Rare diseases are by definition uncommon. The people in the community surrounding rare diseases--patients, caregivers, healthcare providers and pharma--actually have much in common. And that uniquely shared path is what Cambridge BioMarketing, a pharma ad agency that specializes in orphan drug marketing, wanted to illustrate with its new documentary “Rare in Common.”
The movie is currently under review for several film festivals, said the director Alisa Shakarian, who is also the creative director at Cambridge. Meanwhile, the movie has been screened privately and will be again this week in New York, with multiple clips of the patients and families in the film also available online.
Creating a movie is an unusual move for an ad agency, and in this case, Cambridge meant to hit multiple targets, Shakarian said. For patients with rare diseases, the movie is meant to empower them--to help them connect with one another and become advocates. For pharma companies developing orphan drugs, the movie details patients’ individual paths to diagnosis, which fits into one of Cambridge's key functions, Shakarian said: showing pharmas how to find patients and educate physicians.
And then for the general public, the film is meant to shine a light onto the common struggle of the 30 million Americans, broken into patient populations of 200,000 or fewer, who have rare diseases.
“The healthcare system is not built for rare cases. It’s built for the common person, and that makes it incredibly hard to maneuver for those with rare diseases,” Shakarian said.
While Cambridge created and paid for the film itself, some of its clients have been speaking out about the movie since it was launched in April; Intercept Pharmaceuticals ($ICPT) gave its perspective at SXSW Interactive Festival when Cambridge presented a panel discussion about rare diseases.
“Traditional product marketing is often preceded by, or is secondary to, addressing the needs the patient community which includes raising disease awareness, supporting new or ongoing advocacy efforts, and providing relevant medical education to the specialized provider community,” said Daniel Yip, Intercept’s head of U.S. marketing, in an email interview with FiercePharmaMarketing.
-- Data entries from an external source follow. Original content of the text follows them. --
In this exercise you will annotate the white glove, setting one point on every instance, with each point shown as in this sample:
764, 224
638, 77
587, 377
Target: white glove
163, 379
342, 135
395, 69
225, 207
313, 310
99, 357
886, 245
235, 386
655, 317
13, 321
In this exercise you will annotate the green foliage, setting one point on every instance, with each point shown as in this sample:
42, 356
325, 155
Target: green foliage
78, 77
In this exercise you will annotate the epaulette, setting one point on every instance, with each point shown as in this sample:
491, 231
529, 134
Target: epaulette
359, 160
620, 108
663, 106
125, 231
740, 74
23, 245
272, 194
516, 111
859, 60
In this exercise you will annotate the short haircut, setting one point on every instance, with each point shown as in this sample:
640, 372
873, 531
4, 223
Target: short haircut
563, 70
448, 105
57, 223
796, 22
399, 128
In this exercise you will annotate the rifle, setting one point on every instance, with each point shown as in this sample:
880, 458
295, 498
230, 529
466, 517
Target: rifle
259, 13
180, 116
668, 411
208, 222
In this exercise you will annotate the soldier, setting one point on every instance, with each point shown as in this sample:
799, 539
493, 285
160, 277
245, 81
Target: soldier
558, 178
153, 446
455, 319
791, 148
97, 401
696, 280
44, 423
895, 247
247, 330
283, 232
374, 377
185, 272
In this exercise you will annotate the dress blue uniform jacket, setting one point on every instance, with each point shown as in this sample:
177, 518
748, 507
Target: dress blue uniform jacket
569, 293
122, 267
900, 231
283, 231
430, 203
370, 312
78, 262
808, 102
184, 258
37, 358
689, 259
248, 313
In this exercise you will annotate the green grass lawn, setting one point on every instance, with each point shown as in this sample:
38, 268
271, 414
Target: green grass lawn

He noted that Intercept does not yet have a marketed drug, and he spoke from past personal experience working in rare diseases.
Shakarian said digital in particular is a much more important media for communicating in and with rare disease communities. Accurate and sophisticated digital content is necessary to convey the depth of specialized information those patients need, she said.
Advocacy groups are also important in rare disease drug development and marketing. For one high-profile example, consider the Cystic Fibrosis Foundation's financial support for the research and clinical trials on Vertex Pharmaceuticals' ($VRTX) CF meds Kalydeco and Orkambi. The foundation put at least $150 million behind the R&D and since has sold those drug royalties for $3 billion to help fund more research.
Yip said advocacy groups--from individual grassroots to well-organized non-profits--are often involved in early stages of the drug’s life as part of their role “advocating for research and raising disease awareness in collaboration with pharma companies.”
- watch movie clips
Pictured is Daine Johnson, 6, who has the rare bone disorder osteogenesis imperfecta and is one of the patients features in the Rare in Common film. He receives infusions every six weeks to stop the rapid progression of his disease.